Há vinte anos, se alguém me dissesse que o eixo do poder mundial iria deslocar-se, lenta mas firmemente, para o Oriente, provavelmente teria esboçado um sorriso céptico.
Era difícil imaginar que os Estados Unidos, com a sua supremacia militar, económica e cultural, e a União Europeia, com o seu peso político e histórico, pudessem ver o seu protagonismo global reduzido a um papel quase reativo.
Mas aconteceu!
E não foi de um dia para o outro — foi meticulosamente preparado por quem soube pensar em décadas e não em ciclos eleitorais.
O Ocidente, esse espaço político e civilizacional alargado, começou o século XXI convencido de que a sua liderança era incontestável.
Acreditava que os valores liberais, a economia de mercado e a democracia parlamentar eram o destino natural de todos os povos.

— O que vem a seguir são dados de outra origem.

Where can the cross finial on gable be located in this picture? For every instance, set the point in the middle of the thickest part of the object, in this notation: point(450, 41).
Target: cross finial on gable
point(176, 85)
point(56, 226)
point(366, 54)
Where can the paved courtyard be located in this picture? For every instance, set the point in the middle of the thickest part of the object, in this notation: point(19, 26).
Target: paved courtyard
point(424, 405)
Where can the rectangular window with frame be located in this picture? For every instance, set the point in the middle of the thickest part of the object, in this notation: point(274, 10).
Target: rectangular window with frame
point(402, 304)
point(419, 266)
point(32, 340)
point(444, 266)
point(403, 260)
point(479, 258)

O mundo seguiria o seu modelo — bastaria tempo.
Essa ilusão, quase messiânica, impediu uma leitura atenta das profundas alterações em curso.

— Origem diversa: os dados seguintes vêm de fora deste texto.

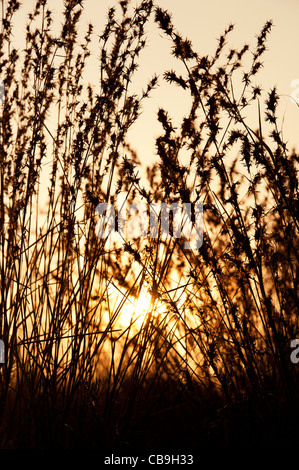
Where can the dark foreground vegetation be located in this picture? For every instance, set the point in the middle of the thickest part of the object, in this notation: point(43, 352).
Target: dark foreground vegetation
point(210, 361)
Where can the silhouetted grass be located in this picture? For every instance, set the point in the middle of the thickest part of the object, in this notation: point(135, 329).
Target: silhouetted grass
point(210, 361)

A China, por seu lado, não perdeu tempo com ilusões.
Não se deixou levar pela tentação de exportar ideologias nem de intervir diretamente em conflitos distantes.
Em vez disso, fixou os olhos num horizonte longínquo e começou a trabalhar silenciosamente para lá chegar.
Quando o Ocidente acordou, o jogo já estava quase perdido.
Durante anos, os líderes ocidentais entretiveram-se com querelas internas, divisões partidárias e debates estéreis sobre temas que, embora importantes, não eram estruturantes.
A política passou a ser um palco de espectáculo, onde o que importa não é a profundidade da decisão, mas a sua aceitação nas redes sociais ou nos noticiários do dia.
Foi neste ambiente que a China consolidou a sua ascensão.
Enquanto os Estados Unidos se enterravam em guerras dispendiosas no Médio Oriente e a Europa se fragmentava em debates sobre identidade e fronteiras, Pequim avançava.
Investia em infraestruturas, em tecnologia, em alianças comerciais e, sobretudo, em diplomacia.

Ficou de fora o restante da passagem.